High expression of N-type calcium channel indicates a favorable prognosis in gliomas.

For the diagnosis and prognosis of glioma, the development of prognostic biomarkers is critical. The N-type calcium channel, whose predominant subunit is encoded by calcium voltage-gated channel subunit alpha1 B (CACNA1B), is mostly found in the nervous system and is closely associated with neurosensory functions. However, the link between the expression of CACNA1B and glioma remains unknown. We used ONCOMINE to explore the differences in CACNA1B expression among different cancers. We then conducted survival analysis and COX analysis using TCGA_LGG and TCGA_GBM datasets, which were divided into CACNA1Bhigh and CACNA1Blow based on the median. We examined the differences in other favorable prognostic markers or clinical characteristics between CACNA1Bhigh and CACNA1Blow using t tests. Differentially expressed genes were identified, and KEGG pathway enrichment was performed. We compared the expression of methyltransferases and analyzed the differentially methylated regions. Immunohistochemistry results were retrieved from the Human Protein Atlas database for validation purposes. CACNA1B was expressed at lower levels in gliomas, and, for the first time, we found that high expression of CACNA1B in gliomas predicts a good prognosis. Other favorable prognostic markers, such as isocitrate dehydrogenase mutation, 1p/19q codeletion, and O6-methylguanine-DNA methyltransferase promoter methylation, were increased in tandem with high expression of CACNA1B. Differentially expressed genes were enriched in multiple pathways related to cancer progression and aberrant epigenetic alterations were significantly associated with CACNA1B. High expression of N-type calcium channels indicates a favorable prognosis for gliomas. This study provides a better understanding of the link between gliomas and N-type calcium channels and may offer guidance for the future treatment of gliomas.

1. Introduction

Glioma is the most frequent type of cancer of the central nervous system (CNS), accounting for approximately a quarter of all cases.[ Based on their histology, the World Health Organization has categorized them into 4 grades (grades I–IV). The most prevalent form of glioma is glioblastoma (GBM; grade IV), which has an incidence rate ranging from 0.59 to 3.69 every 100,000 people, according to the reporting organization or country.[ Patients with GBM have the lowest overall survival rate, with <5% surviving for 5 years. Low-grade glioma (grade II) is a lethal disease that affects young individuals with an average survival time of approximately 7 years.

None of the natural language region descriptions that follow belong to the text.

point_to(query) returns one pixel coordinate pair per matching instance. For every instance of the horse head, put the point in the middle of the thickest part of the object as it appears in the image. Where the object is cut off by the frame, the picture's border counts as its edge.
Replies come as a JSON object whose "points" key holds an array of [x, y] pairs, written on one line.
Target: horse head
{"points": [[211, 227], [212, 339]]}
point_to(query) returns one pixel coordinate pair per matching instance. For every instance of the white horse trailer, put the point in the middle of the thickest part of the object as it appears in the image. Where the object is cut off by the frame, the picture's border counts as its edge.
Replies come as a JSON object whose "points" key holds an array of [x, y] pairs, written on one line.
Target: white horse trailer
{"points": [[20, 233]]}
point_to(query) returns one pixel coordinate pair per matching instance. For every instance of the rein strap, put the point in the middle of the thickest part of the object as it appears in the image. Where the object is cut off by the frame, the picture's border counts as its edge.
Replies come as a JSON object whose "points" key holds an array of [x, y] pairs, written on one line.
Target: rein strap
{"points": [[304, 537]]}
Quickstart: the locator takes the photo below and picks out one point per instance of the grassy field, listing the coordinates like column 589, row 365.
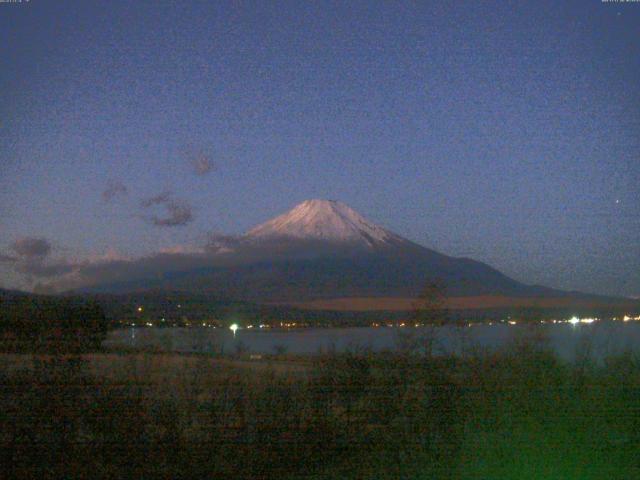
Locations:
column 516, row 414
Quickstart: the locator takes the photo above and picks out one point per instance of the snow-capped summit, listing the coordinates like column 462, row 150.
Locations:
column 324, row 220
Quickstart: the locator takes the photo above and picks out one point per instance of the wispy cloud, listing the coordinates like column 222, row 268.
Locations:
column 31, row 247
column 7, row 258
column 159, row 199
column 114, row 189
column 177, row 213
column 202, row 164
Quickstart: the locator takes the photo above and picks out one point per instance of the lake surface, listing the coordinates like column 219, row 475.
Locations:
column 600, row 338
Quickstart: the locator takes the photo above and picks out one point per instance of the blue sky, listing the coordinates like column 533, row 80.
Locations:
column 508, row 132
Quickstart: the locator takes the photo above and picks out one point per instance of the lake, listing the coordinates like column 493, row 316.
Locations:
column 601, row 338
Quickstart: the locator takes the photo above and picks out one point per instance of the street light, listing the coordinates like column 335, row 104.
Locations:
column 233, row 328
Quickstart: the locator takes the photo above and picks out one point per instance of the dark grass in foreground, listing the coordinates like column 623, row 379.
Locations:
column 517, row 414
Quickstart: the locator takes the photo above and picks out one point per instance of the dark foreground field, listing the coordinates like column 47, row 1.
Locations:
column 516, row 414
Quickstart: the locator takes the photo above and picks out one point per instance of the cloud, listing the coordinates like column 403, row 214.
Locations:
column 177, row 213
column 7, row 258
column 114, row 189
column 159, row 199
column 38, row 268
column 31, row 247
column 202, row 164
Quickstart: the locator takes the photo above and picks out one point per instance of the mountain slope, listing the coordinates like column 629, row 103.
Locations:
column 324, row 220
column 324, row 249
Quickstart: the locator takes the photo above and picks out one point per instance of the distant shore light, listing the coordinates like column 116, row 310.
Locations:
column 234, row 327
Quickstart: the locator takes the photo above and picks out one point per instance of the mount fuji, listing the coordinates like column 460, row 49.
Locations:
column 323, row 249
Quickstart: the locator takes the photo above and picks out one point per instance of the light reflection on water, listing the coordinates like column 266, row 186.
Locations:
column 600, row 339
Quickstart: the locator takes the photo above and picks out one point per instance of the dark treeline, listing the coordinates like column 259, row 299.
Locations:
column 517, row 413
column 50, row 324
column 180, row 309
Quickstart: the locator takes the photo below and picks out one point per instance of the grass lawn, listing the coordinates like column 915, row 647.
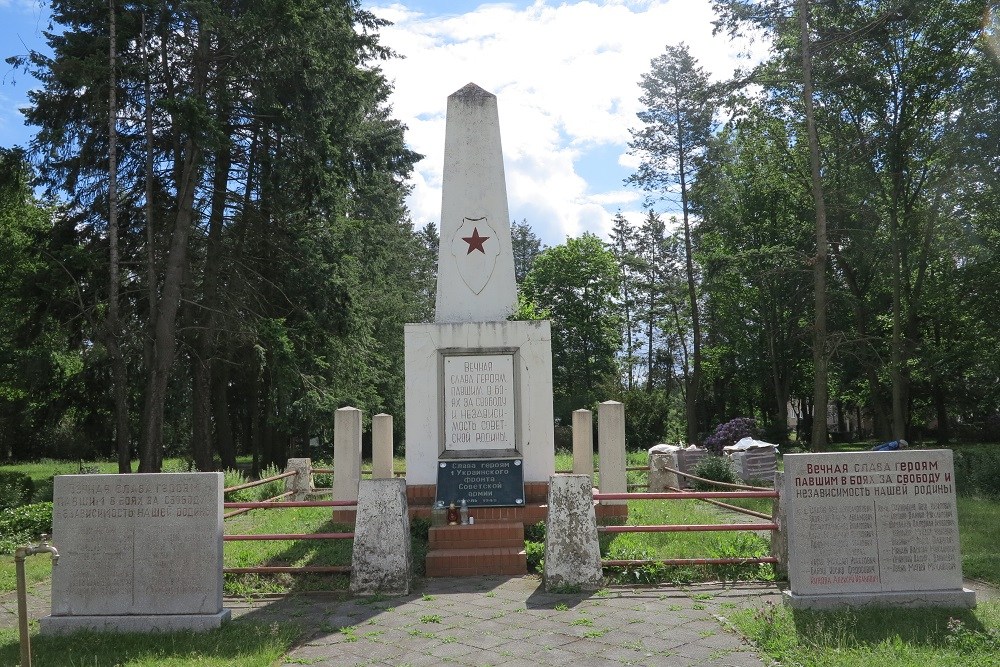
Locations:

In 2016, molecular features consisting of 1p/19q codeletion and isocitrate dehydrogenase (IDH) mutation were included in the revised classification of gliomas. Gliomas with 1p/19q codeletion or IDH mutations have an extended survival time.[ In all grades of glioma, O6-methylguanine-DNA methyltransferase (MGMT) promoter methylation is a prognostic factor.[ EGFR amplification was demonstrated to be an independent, substantial, and negative predictor of overall survival by Shinojima et al.[

With the advancement of next-generation sequencing, a growing number of biomarkers have been discovered. Yang et al[ found that high expression of TNFRSF1A was related to poor prognosis. Elevated PIEZO1 expression is associated with shorter survival time and can be used as a valid index for the poor prognosis of glioma.[ MEOX2 was found to be one of the transcription factors most closely connected to overall survival in glioma patients by Tachon et al.[

These molecular indicators improve the diagnostic ability, diagnostic results, and prognostic evaluation of patients with glioma. Furthermore, research on the molecular subtypes and indicators of glioma remains a major scientific subject.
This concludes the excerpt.